食べ終わってからねぇ……。それ、寝落ちするんじゃないか?
少々の不安があるものの、亜耶が楽しそうだから何も言わなかった。
「亜耶ちゃん。聞いても言い?」
突然沢口が口を開いた。
「何?」
亜耶が、不思議そうな顔をして沢口を見る。
「先輩のさっきの顔、亜耶ちゃんの前ではするの?」
さっきの顔って何だ?
俺、変な顔してたか?
「何時もではないけど、時々してますね。たまに拗ねた顔も見せますけど……」
どう答えて言いのか分からないって顔をしながら、沢口の質問に答える亜耶。
まぁ確かに亜耶の前では隠す事無く素で居るからな。
「それって、超珍しいことだよ。
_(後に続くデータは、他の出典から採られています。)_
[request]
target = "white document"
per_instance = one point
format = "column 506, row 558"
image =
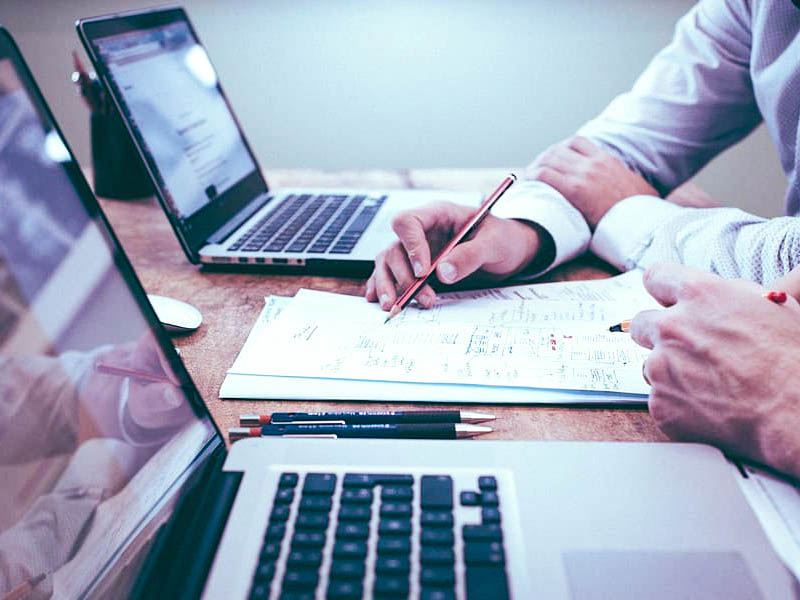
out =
column 533, row 343
column 776, row 503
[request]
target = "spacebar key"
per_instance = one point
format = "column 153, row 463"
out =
column 486, row 582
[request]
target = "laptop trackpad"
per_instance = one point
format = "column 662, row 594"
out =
column 620, row 575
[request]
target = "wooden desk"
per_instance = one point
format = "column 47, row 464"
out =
column 230, row 303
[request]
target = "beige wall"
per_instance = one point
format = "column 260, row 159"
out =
column 418, row 83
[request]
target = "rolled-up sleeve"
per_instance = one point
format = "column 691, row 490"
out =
column 642, row 230
column 693, row 100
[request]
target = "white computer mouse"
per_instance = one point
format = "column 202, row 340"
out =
column 177, row 316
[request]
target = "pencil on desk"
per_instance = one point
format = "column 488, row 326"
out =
column 365, row 417
column 468, row 228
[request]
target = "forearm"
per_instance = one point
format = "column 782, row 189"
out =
column 641, row 231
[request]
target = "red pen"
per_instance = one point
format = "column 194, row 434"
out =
column 468, row 228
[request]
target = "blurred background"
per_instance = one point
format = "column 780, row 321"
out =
column 362, row 84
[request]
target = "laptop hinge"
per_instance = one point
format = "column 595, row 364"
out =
column 236, row 221
column 178, row 564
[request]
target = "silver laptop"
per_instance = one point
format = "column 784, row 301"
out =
column 116, row 483
column 205, row 174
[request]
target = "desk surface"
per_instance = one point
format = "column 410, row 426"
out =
column 231, row 301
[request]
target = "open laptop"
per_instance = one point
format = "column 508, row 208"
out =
column 117, row 483
column 206, row 176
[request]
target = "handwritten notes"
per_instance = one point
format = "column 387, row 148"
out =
column 545, row 336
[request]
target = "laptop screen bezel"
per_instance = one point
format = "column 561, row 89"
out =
column 193, row 232
column 9, row 50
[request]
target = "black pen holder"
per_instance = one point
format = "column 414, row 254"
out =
column 118, row 169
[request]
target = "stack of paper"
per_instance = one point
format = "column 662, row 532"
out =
column 532, row 343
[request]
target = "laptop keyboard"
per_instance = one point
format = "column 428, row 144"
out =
column 311, row 223
column 370, row 537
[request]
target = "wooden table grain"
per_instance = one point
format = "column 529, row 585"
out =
column 231, row 301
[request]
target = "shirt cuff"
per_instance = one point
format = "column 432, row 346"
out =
column 626, row 230
column 539, row 203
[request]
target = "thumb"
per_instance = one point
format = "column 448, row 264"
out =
column 463, row 260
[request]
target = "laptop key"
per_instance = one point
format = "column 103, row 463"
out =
column 482, row 533
column 270, row 551
column 350, row 512
column 490, row 499
column 296, row 596
column 437, row 555
column 439, row 576
column 470, row 499
column 436, row 518
column 486, row 582
column 260, row 591
column 279, row 514
column 437, row 537
column 395, row 494
column 489, row 553
column 356, row 531
column 487, row 483
column 275, row 532
column 350, row 549
column 356, row 496
column 315, row 504
column 394, row 527
column 490, row 515
column 308, row 539
column 284, row 496
column 288, row 480
column 395, row 510
column 314, row 521
column 394, row 545
column 300, row 579
column 437, row 594
column 304, row 558
column 393, row 565
column 264, row 572
column 347, row 569
column 436, row 491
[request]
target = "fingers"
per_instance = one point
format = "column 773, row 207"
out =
column 550, row 176
column 670, row 282
column 391, row 275
column 414, row 227
column 156, row 405
column 645, row 327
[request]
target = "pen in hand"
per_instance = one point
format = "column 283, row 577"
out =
column 469, row 227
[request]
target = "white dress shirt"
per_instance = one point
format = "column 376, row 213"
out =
column 730, row 65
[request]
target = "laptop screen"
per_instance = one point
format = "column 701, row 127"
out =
column 170, row 93
column 99, row 422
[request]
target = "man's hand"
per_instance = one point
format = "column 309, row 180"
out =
column 591, row 179
column 151, row 405
column 724, row 367
column 500, row 248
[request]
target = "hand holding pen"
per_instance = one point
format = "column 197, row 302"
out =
column 498, row 249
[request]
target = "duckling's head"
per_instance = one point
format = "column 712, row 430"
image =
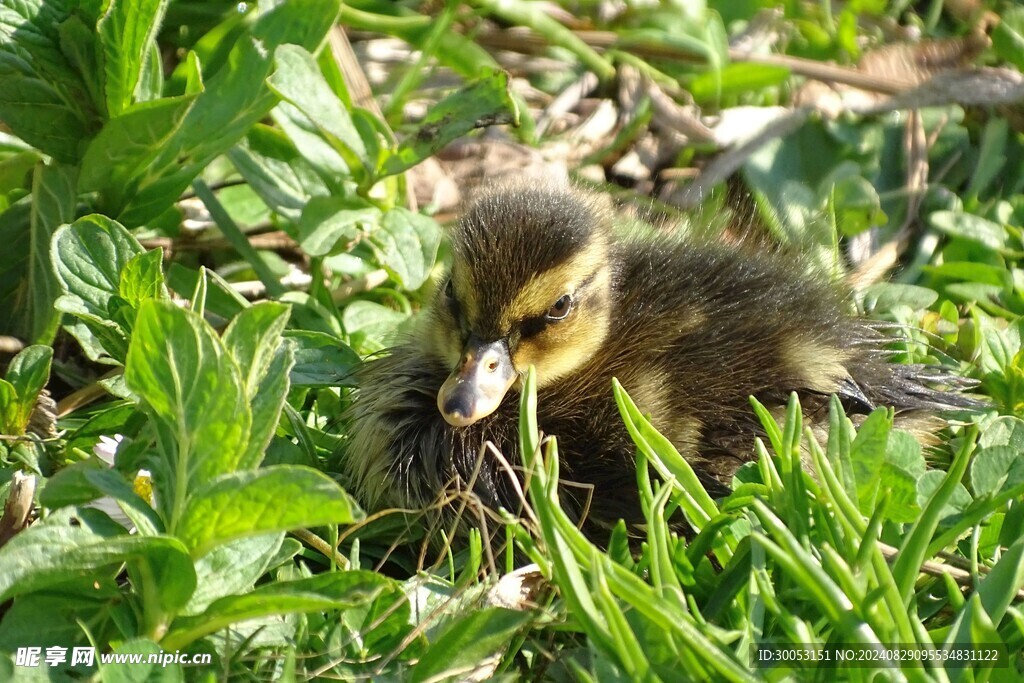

貴重だよ!!」
興奮する沢口。
言葉使い可笑しいって。
「そうなんですか?私は、普段から見てるので珍しいって思ったこと無いんですが……」
って、小首を傾げながら言う亜耶。
要らんこと言わなくても良いのに……。
亜耶の言葉に興味津々の沢口。
そこに。
「俺も見てるから、それほど珍しいとは思わないが……」
援護射撃の様に雅斗が言う。
そりゃあそうだ。二人には隠してないからな俺。
「二人にはそうかもしれないけど、私にとっては貴重なんです」
って、力説しやがるし……。
もう、俺の事はほっといてくれや。
「お待たせしました」
ボーイが料理を運んできて、話が中断になる。
良いタイミングだ。
「おいしそう」
亜耶の呟きが俺の耳に届く。
横を見れば、ニコニコしてるんだが、どうすれば良いのかわからずに戸惑ってるようだ。
あぁ、マナーが分からなくて戸惑ってるんだな。
「亜耶、フォークとナイフは外側から順に使うんだ。もし、ナイフ、フォーク落としたら、自分で拾うことはしてはならない。それが、マナーだ。後、上手く出来ないようなら言ってくれれば、俺がやってやるからな」
亜耶が、俺の方に視線を寄越し。
「ありがとう……」
って、顔を赤めて小声でお礼を言われた。
もう、いちいち可愛いなぁ。ギュウしたい。
その後も、悪戦苦闘しながら食べる亜耶をニコニコしながら見つめつつ、何時でも手が出せるように準備していた。